Rezension

Fat White Family

Songs For Our Mothers


Highlights: Whitest Boy On The Beach // Love Is The Crack
Genre: Garage // Krautrock // Psychedelic
Sounds Like: The Birthday Party // The Fall // Swans

VÖ: 22.01.2016

Sie sind die bösen Buben der britischen Musikszene. Falls Mac Demarco weiterhin Musik spielte, würde Lias Saoudi, Sänger der Fat White Family, dem IS beitreten. Geschmacklos: sicherlich. Effizient: natürlich. So tönte er über Facebook und fand wie jeder, der absichtlich die falschen Töne anschlägt, viel zu viel Gehör. Ein Sturm im Wasserglas. Doch klar, die tun nichts, die wollen nur spielen. Fat White Family lieben die plumpe Provokation und das Brechen von Tabus; leider will die Band mit ihrem zweiten Album gleichzeitig ernstgenommen werden und ein großes musikalisches Statement abliefern.

War das Debüt „Champagne Holocaust“ noch ungestümer Garage-Rock, versucht „Music For Our Mothers“ den Horizont zu erweitern und opfert die Hits zugunsten von Atmosphäre. Das hypnotische „Whitest Boy On The Beach“ verneigt sich durch seine Lust an der Wiederholung vor dem Krautrock, auch „Love Is The Crack“ oder „Lebensraum“ strahlen durch ihren Americana-Einfluss eine gewisse Faszination aus. Doch die Horizonterweiterung gelingt nur teilweise. Die aufgeblasenen Choralgesänge auf „Duce“ wollen die großen Swans heraufbeschwören, können allerdings nicht deren dunkle Erhabenheit erreichen. Ganz übel wird es auf „Satisfied“, welches eine hedonistische Gesellschaft auf die Schippe nehmen will, dabei allerdings so stark auf Buhu-Schockeffekte und Plattitüden zurückgreift, dass sich selbst Kinderschreck Marilyn Manson nicht mit dieser Nummer auf die Bühne stellen würde. Weiß, dekadent, böse? Abgegrastes Terrain.

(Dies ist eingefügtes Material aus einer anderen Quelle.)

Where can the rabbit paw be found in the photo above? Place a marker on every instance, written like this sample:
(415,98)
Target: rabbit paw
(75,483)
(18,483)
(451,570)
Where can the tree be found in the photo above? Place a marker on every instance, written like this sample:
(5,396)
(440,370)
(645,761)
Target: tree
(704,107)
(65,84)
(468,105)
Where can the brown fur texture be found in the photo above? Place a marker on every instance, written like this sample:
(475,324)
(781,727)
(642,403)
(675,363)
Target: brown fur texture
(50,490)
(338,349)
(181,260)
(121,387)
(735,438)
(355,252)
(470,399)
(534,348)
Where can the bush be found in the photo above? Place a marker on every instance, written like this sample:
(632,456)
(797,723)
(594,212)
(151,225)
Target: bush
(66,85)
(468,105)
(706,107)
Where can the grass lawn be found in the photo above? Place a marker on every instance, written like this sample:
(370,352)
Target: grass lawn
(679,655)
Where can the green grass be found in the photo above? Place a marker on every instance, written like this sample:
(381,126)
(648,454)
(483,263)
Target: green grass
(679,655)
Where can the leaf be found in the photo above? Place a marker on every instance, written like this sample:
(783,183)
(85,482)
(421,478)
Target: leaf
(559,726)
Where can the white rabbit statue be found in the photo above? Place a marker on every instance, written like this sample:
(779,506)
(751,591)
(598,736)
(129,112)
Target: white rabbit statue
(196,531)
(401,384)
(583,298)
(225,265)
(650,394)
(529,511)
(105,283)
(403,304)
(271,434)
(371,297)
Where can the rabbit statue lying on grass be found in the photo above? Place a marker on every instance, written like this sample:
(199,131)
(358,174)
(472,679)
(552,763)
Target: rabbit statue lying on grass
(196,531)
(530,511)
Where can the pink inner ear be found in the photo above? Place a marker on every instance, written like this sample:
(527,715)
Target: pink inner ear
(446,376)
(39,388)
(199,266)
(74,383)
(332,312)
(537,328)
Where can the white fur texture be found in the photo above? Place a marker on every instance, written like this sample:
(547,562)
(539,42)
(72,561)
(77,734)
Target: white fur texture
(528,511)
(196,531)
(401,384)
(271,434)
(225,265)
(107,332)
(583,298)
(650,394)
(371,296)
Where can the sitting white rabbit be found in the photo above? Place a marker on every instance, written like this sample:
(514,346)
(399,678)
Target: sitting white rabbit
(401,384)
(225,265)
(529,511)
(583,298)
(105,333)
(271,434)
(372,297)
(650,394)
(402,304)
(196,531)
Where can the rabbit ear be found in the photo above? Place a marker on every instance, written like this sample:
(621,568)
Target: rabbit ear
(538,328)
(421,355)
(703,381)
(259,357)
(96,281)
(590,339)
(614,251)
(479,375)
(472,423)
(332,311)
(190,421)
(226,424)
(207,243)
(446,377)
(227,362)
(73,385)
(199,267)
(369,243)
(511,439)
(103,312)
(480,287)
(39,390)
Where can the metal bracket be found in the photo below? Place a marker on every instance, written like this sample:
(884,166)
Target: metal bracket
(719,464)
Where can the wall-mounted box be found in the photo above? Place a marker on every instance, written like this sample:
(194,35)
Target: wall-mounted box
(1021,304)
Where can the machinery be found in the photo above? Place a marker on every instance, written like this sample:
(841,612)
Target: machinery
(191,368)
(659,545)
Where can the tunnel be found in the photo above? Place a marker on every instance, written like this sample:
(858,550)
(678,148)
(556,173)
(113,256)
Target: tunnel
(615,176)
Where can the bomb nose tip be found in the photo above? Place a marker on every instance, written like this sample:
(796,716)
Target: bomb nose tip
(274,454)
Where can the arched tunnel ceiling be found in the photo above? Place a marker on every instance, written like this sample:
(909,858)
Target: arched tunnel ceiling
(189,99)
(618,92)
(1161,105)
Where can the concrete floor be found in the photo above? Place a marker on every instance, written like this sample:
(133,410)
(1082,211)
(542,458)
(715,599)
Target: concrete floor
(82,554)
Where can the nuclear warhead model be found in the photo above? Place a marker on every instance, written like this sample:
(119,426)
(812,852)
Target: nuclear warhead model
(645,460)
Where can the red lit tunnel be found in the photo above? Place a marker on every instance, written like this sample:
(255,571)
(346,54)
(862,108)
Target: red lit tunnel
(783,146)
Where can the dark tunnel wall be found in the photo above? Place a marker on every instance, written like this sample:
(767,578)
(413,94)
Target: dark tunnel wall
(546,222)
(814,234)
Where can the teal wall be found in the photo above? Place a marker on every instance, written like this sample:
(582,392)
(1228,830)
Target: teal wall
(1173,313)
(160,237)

Für ein Album, welches große Statements verkünden will, hat „Songs For Our Mothers“ erschreckend wenig Haken und Ösen. Große Teile dieses Albums prasseln nur so am Hörer ab, weil sie so austauschbar klingen. „Songs For Our Mothers“ will der Gesellschaft einen Spiegel vorhalten, doch zerbricht an der Spannung zwischen jugendlicher, unreflektierter Provokation und dem Anspruch, ein tieferes, im Kern ernstes Album zu produzieren. Durch das aufgesetzt provokante Benehmen ist Lias Saourdi schlussendlich eine ähnliche Kunstfigur wie der dauerverpeilte und strahlende Mac Demarco. Sicher darf Kunst so manches, doch langweilen sollte sie bitte nicht.